[Events] Dialect NLP: Thinking outside the box when processing non-standard and low-resource languages(11/26 16:30)
- 소프트웨어융합대학
- Hit405
- 2025-11-17
Title: Dialect NLP: Thinking outside the box when processing non-standard and low-resource languages
Speaker: Dr. Verena Blaschke @ LMU Munich
Time : 16:30 - 17:30, Nov 26th, 2025
Location: Online
https://hli.skku.edu/InvitedTalk251126
Language: English speech & English slides
Abstract:
Natural language processing (NLP) has improved by leaps and bounds when it comes to processing data from standardized languages with plenty of available data, like German. However, NLP lags behind when closely related non-standard varieties are concerned. In this talk, I will describe ways in which processing dialect data differs from processing standard-language data, and discuss some of the current challenges in dialect NLP research.
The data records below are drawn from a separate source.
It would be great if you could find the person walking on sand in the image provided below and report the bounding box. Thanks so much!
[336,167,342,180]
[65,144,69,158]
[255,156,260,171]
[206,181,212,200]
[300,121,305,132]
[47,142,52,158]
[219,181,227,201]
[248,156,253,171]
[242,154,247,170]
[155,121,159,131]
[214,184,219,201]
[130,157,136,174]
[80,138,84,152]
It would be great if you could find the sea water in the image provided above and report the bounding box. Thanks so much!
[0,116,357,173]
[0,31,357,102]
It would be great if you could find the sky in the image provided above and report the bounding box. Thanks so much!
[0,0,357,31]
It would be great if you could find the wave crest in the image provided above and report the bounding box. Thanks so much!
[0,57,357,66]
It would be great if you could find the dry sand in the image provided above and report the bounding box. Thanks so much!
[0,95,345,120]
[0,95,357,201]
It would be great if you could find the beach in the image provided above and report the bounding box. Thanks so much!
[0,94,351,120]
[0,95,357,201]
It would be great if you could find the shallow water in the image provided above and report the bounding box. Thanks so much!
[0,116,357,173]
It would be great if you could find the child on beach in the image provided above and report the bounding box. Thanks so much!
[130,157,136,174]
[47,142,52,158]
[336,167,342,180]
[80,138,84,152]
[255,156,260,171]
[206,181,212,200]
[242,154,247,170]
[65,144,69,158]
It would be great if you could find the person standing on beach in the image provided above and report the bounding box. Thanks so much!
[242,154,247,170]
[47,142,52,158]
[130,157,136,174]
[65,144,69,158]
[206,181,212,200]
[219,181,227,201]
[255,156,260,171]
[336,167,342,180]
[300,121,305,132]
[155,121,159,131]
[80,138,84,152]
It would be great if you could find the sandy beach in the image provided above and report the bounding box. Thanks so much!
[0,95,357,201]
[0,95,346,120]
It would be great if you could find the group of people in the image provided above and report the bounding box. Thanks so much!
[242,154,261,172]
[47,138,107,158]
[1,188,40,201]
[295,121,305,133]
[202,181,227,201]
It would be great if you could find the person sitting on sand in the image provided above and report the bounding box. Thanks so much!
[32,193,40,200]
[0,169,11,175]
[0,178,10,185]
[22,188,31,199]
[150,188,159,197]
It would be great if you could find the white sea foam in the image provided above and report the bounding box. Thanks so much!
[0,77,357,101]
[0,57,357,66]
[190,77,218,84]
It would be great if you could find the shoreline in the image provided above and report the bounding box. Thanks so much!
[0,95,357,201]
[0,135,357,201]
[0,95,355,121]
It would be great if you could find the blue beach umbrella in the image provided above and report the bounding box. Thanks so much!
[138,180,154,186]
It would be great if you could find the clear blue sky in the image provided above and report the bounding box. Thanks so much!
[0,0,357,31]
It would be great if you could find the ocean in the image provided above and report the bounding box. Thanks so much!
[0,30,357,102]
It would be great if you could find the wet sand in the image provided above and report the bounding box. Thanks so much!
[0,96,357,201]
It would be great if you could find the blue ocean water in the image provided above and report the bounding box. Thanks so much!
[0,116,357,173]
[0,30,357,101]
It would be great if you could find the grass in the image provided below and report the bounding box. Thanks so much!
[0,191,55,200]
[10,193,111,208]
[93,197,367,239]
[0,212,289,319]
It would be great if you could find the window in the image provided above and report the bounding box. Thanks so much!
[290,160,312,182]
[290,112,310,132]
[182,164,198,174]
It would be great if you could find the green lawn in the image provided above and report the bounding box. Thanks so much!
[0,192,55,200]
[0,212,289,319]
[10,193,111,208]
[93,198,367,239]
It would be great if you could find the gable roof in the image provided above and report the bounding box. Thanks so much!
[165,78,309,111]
For instance, I will talk about strategies to mitigate the effect of infelicitous subword tokenization caused by ad-hoc pronunciation spellings. Additionally, I argue that we should not only consider how to tackle dialectal variation in NLP, but also why. To this end, I will highlight perspectives of some dialect speaker communities on which language technologies should (or should not) be able to process or produce dialectal in- or output.
Bio:
Verena Blaschke is a final-year PhD student at LMU Munich. She currently researches NLP for non-standard dialects and other low-resource language varieties, investigating how robust language models are towards language variation (and how to make them more robust). Her research is supervised by Barbara Plank and co-supervised by Hinrich Schütze. She also completed a research internship at Apple where she worked on multilingual NLP, and she previously developed software for machine-assisted historical linguistics at the University of Tübingen.